36 Farmhouse (2022)
5/10
The greatest showman's magic has gone missing
22 January 2022
Subhash Ghai returns on screen after over 5 years through Mukta Searchlight's production of "36 Farmhouse", now streaming on Zee5. This venture of his first OTT release is directed by Ram Ramesh Sharma for a story written by Ghai, once called the greatest showman, and dialogues written by Sharad Tripathi. The story relates to a dysfunctional family and an event at this idyllic bungalow called 36 Farmhouse, somewhere in the outskirts of Mumbai during the 2020 lockdown period.

36 Farmhouse features Madhuri Bhatia as the ailing owner of the property living there with her eldest son played by Vijay Raaz and a bunch of staff for the maintenance and upkeep of the farmhouse. There's also a housekeeper played by Ashwini Kalsekar. The backdrop is that the property will pass into the sole ownership of the eldest son, an insolvent and broken individual, depriving the other heirs to it upon the mother's death. The younger brothers appointed a lawyer to meet the mother and drive better sense into her, but his very suggestion to do so on a rainy night to the eldest son meets with indignation and violence. The lawyer is bludgeoned and hurled into a well within the premises and left for dead without a trace. Over the next 48 hours, there is a flurry of strangers into the farmhouse, one seeking employment as a chef and another as a fashion designer who turn into residents on a heap of lies. Here onwards, there's a plot to steal some jewellery, another to blossom romance and a third to make the matriarch change her mind on her will to bequeath the property, all at play simultaneously with the central theme of a murder investigation.
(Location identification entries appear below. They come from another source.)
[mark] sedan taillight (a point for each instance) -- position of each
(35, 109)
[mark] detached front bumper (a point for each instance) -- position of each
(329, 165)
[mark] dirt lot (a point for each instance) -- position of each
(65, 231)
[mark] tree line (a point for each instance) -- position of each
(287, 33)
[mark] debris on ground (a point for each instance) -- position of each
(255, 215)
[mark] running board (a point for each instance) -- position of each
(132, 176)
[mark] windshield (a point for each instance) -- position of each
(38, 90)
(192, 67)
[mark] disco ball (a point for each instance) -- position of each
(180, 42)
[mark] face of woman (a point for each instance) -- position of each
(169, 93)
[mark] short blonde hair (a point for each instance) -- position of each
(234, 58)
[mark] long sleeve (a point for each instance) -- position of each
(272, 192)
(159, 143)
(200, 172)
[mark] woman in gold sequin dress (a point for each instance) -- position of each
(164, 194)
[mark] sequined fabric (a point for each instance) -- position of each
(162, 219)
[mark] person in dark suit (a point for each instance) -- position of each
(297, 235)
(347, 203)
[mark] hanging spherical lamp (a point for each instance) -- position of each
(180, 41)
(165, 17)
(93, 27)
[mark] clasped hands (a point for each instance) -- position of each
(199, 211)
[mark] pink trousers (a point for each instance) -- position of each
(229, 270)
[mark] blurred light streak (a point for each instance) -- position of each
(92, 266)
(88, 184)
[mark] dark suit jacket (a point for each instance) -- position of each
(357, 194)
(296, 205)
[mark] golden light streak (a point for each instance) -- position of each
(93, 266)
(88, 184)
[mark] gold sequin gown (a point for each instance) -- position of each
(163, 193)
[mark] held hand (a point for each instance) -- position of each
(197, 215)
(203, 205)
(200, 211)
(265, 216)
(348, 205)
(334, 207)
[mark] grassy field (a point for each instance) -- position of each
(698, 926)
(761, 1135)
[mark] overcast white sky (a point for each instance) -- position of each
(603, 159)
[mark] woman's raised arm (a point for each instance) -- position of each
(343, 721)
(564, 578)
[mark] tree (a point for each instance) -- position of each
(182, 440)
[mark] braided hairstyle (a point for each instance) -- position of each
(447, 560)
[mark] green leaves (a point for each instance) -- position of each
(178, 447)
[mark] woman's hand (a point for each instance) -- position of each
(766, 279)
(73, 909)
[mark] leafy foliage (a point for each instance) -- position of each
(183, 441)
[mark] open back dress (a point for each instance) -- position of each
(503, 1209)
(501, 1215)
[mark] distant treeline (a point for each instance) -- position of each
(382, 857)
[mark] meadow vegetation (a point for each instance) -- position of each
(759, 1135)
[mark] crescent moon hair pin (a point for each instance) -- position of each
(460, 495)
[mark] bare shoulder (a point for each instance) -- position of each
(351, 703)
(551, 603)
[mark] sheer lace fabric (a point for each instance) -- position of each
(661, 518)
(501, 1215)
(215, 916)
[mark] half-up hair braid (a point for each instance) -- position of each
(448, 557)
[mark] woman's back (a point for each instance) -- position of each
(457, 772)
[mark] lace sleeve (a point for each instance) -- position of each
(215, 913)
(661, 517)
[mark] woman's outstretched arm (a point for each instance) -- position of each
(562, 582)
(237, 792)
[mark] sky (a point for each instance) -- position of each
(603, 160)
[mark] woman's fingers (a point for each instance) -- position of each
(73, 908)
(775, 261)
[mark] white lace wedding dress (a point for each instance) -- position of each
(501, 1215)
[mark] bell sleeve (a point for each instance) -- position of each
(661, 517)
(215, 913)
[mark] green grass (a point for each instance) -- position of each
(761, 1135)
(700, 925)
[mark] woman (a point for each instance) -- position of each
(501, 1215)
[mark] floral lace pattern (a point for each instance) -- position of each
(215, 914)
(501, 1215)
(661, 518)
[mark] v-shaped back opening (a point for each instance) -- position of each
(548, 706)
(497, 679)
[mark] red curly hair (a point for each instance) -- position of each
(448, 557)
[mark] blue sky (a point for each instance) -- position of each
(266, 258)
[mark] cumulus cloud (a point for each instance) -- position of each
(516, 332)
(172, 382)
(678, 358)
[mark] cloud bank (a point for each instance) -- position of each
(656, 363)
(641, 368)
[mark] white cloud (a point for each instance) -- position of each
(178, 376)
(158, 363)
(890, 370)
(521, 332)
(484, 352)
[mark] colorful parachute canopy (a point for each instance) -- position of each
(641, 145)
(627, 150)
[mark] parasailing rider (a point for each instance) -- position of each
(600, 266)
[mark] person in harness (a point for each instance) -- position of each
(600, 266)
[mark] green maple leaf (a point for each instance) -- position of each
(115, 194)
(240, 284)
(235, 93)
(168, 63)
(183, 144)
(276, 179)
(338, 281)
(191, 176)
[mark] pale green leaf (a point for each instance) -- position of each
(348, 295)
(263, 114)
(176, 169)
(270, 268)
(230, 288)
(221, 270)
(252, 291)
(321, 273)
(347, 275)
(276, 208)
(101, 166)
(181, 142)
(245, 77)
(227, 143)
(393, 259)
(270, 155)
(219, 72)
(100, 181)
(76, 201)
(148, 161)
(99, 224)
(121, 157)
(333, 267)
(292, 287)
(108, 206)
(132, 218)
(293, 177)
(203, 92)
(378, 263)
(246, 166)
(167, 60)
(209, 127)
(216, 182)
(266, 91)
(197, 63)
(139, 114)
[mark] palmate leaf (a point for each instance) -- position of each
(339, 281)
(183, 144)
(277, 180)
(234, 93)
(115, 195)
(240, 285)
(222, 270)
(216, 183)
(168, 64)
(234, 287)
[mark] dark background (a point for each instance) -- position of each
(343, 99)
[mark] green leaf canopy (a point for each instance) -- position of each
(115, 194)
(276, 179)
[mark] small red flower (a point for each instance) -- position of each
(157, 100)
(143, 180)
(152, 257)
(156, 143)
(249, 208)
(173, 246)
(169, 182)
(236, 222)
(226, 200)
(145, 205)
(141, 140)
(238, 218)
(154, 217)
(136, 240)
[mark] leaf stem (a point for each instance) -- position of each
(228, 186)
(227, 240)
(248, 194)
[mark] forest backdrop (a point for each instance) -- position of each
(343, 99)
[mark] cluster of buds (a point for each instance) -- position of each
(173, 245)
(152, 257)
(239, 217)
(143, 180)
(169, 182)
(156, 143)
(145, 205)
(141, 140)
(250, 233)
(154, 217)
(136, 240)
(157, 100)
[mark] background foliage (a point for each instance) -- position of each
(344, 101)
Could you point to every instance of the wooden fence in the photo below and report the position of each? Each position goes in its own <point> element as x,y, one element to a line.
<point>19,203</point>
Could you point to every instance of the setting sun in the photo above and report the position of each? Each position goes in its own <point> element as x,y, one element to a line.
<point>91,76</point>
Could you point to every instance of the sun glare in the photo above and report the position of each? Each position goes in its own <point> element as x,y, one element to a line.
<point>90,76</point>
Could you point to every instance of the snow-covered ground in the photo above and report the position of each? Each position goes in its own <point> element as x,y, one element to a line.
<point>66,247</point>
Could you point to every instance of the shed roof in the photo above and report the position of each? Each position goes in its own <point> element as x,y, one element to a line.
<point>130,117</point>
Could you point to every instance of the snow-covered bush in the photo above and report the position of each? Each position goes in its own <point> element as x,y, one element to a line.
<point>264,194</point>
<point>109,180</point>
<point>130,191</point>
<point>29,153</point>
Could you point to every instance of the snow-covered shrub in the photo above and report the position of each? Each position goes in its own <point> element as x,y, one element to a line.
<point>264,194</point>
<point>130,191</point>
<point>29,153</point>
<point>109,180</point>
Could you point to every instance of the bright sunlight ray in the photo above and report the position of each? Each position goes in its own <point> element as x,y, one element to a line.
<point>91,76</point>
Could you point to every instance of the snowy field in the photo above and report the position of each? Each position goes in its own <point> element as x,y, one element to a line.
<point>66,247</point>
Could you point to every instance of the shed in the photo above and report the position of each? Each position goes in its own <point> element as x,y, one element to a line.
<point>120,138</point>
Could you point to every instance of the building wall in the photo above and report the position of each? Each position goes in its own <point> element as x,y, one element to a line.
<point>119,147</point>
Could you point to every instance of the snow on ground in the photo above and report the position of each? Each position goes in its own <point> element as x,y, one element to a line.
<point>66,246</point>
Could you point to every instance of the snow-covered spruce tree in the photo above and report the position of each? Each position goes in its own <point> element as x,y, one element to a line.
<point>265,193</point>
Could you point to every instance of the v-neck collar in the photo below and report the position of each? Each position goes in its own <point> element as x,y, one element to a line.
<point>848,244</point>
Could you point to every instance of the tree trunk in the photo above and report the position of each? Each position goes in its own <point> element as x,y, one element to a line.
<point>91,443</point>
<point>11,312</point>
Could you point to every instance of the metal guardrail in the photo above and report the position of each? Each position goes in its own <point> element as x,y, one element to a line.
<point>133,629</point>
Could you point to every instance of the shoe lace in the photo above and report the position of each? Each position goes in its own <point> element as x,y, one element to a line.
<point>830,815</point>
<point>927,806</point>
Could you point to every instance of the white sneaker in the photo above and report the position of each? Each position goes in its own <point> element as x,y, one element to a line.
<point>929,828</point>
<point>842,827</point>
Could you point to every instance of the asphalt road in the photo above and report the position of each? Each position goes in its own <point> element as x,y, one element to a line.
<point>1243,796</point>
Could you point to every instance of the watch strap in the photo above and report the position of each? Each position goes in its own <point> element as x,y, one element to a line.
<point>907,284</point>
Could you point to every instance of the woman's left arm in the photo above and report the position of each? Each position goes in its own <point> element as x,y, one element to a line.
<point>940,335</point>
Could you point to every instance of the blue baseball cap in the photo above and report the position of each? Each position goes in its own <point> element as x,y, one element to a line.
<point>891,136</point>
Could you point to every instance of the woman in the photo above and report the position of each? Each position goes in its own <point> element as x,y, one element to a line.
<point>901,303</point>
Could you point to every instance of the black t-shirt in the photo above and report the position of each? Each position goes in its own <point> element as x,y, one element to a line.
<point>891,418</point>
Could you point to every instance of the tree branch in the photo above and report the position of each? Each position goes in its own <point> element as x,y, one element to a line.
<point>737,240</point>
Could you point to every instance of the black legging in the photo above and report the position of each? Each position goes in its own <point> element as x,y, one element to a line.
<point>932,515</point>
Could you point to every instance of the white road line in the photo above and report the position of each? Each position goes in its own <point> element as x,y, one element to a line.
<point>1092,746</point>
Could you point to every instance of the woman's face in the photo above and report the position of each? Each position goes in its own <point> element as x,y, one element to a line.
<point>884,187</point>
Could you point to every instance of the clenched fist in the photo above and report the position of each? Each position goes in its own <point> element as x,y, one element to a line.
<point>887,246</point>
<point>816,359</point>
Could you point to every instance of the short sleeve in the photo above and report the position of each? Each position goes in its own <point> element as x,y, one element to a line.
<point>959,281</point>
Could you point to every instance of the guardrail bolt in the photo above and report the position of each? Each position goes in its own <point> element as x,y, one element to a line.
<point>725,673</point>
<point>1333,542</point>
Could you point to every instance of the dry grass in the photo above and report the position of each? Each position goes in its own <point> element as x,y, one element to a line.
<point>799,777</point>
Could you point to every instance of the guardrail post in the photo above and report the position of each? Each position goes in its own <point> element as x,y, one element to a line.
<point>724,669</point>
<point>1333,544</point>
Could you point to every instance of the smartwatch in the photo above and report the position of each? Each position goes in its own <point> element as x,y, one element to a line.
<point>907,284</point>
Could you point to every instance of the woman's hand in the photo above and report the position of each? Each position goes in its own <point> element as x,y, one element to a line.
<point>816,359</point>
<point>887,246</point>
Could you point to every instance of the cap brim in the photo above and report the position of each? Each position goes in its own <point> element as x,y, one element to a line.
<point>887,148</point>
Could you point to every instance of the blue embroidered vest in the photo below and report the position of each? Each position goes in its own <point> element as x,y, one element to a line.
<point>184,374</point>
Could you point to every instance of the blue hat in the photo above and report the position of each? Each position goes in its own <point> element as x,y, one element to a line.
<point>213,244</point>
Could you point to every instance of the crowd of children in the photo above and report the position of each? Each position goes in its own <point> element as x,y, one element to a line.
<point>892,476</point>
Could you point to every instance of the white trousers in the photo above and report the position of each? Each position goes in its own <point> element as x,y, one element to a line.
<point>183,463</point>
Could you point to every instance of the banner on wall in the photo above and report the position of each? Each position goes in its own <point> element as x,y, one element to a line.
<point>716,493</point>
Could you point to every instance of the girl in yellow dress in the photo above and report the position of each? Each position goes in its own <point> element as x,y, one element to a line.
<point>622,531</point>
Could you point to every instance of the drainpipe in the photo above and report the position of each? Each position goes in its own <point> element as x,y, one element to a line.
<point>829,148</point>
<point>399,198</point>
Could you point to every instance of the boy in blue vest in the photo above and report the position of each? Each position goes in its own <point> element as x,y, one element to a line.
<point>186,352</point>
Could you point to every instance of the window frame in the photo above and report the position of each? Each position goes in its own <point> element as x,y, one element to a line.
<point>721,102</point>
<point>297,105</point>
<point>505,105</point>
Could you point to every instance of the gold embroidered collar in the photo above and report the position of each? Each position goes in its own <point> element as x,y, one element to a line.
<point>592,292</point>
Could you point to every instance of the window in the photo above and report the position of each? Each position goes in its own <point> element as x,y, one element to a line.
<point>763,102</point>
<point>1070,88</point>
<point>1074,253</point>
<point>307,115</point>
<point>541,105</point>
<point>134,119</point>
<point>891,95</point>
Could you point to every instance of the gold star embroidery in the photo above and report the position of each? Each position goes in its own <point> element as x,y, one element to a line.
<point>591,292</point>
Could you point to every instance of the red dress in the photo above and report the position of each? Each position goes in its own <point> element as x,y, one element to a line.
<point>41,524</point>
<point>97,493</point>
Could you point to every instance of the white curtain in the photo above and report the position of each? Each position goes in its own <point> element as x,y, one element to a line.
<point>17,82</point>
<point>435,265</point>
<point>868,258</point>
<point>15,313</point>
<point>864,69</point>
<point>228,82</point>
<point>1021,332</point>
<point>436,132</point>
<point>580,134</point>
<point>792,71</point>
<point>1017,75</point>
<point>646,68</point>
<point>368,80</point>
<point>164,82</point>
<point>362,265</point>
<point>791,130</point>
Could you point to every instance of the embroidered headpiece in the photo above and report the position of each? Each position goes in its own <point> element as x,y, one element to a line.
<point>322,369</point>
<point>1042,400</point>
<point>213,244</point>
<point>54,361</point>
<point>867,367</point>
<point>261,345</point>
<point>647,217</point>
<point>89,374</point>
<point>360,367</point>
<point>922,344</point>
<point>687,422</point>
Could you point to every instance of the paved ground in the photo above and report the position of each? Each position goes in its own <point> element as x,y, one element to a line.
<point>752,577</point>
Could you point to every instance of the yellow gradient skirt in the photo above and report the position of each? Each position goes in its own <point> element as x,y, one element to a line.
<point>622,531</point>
Consequently, 36 Farmhouse is dealing with many genres at a time - comedy, murder mystery, romance, social issues and the fallout of lockdown on the migrant workers, spreading itself wafer thin in every segment. None of the issues creates any impression as it remains explored just on the surface, lacking depth. The comedy isn't credible, the murder mystery results in an uninteresting and convoluted plot, the romance is flat, the theft of jewellery is extraneous to the whole story, and the plight of the migrant workers is just a backdrop. As such, the 109 minute film doesn't succeed in achieving anything really - Subhash Ghai seems to have lost his midas touch and we are likely to forget this venture as just another average film that we stumbled across.